Arguidos do processo da máfia da margem sul afastados da audição de testemunhas

02.05.2011 - 16:02 Por Lusa
Os arguidos do processo de uma rede de extorsão através da segurança de bares que está a decorrer no Tribunal do Seixal não estarão presentes na audiência de hoje à tarde para evitar que as testemunhas deponham sob pressão.
Esta tarde serão ouvidas duas testemunhas, uma das quais não pôde ser ouvida de manhã devido a uma “incompatibilidade” do sistema de videoconferência.
A outra, que não compareceu na sessão da manhã, deverá vir a tribunal ao abrigo de um mandado de captura para prestação de depoimento, emitido hoje pelo colectivo de juízes.

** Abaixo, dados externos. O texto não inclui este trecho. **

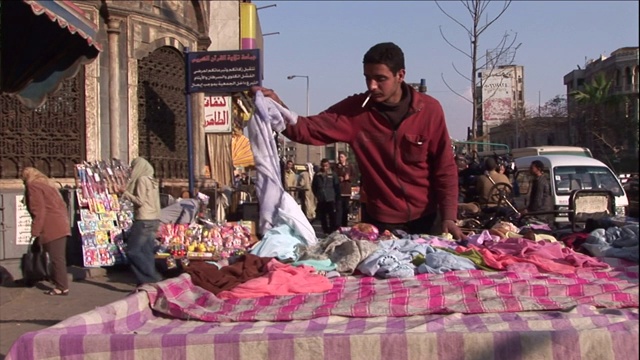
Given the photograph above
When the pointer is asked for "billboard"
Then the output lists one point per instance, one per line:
(218, 114)
(498, 102)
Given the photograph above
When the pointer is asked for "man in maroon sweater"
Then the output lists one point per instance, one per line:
(401, 143)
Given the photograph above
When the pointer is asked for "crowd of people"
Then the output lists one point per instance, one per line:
(323, 192)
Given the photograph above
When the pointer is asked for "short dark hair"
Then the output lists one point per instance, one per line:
(388, 54)
(538, 164)
(490, 164)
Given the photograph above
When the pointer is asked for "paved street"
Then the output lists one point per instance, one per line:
(29, 309)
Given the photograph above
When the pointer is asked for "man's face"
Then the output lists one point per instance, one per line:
(534, 170)
(383, 85)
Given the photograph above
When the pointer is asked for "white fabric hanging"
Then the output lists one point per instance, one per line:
(277, 207)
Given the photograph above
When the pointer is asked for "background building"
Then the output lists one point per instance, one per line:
(129, 101)
(606, 120)
(502, 97)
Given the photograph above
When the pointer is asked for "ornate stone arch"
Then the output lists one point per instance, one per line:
(144, 51)
(161, 125)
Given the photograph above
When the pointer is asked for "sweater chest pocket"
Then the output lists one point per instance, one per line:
(414, 148)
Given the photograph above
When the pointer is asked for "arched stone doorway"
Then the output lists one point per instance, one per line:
(162, 132)
(50, 138)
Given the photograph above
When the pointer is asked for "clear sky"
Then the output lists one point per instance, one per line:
(326, 40)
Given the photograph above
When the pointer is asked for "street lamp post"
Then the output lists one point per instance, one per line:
(307, 78)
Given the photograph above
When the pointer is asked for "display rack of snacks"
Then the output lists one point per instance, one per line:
(206, 242)
(104, 217)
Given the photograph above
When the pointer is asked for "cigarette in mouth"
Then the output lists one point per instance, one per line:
(366, 100)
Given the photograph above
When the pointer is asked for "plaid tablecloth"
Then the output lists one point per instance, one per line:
(128, 329)
(467, 292)
(131, 329)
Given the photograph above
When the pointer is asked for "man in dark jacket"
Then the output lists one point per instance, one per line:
(400, 140)
(326, 189)
(540, 197)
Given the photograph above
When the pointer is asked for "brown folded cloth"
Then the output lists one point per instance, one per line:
(209, 277)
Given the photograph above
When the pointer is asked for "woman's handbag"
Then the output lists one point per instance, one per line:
(35, 264)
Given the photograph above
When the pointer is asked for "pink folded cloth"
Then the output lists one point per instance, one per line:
(281, 279)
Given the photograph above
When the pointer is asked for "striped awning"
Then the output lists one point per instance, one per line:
(43, 43)
(241, 151)
(68, 16)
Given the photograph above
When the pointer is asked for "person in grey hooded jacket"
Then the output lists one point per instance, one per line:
(144, 192)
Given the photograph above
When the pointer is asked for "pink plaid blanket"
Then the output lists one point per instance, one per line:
(468, 292)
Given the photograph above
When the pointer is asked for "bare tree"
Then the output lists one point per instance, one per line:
(477, 10)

O processo, também denominado como “máfia brasileira”, começou por reunir 26 arguidos - acusados de mais de 100 crimes, como homicídio, sequestro, associação criminosa, prática de segurança ilegal em bares e discotecas, porte de arma proibida, entre outros - e conta, a partir de agora, apenas com 24.
Segundo o Correio da Manhã, o grupo liderado pelo instrutor de jiu-jitsu Sandro “Bala” está acusado, por exemplo, de nos últimos anos ter forçado, sob ameaças de extrema violência, donos de bares e discotecas da margem sul e de Lisboa a contratar os seus serviços de segurança ilegais.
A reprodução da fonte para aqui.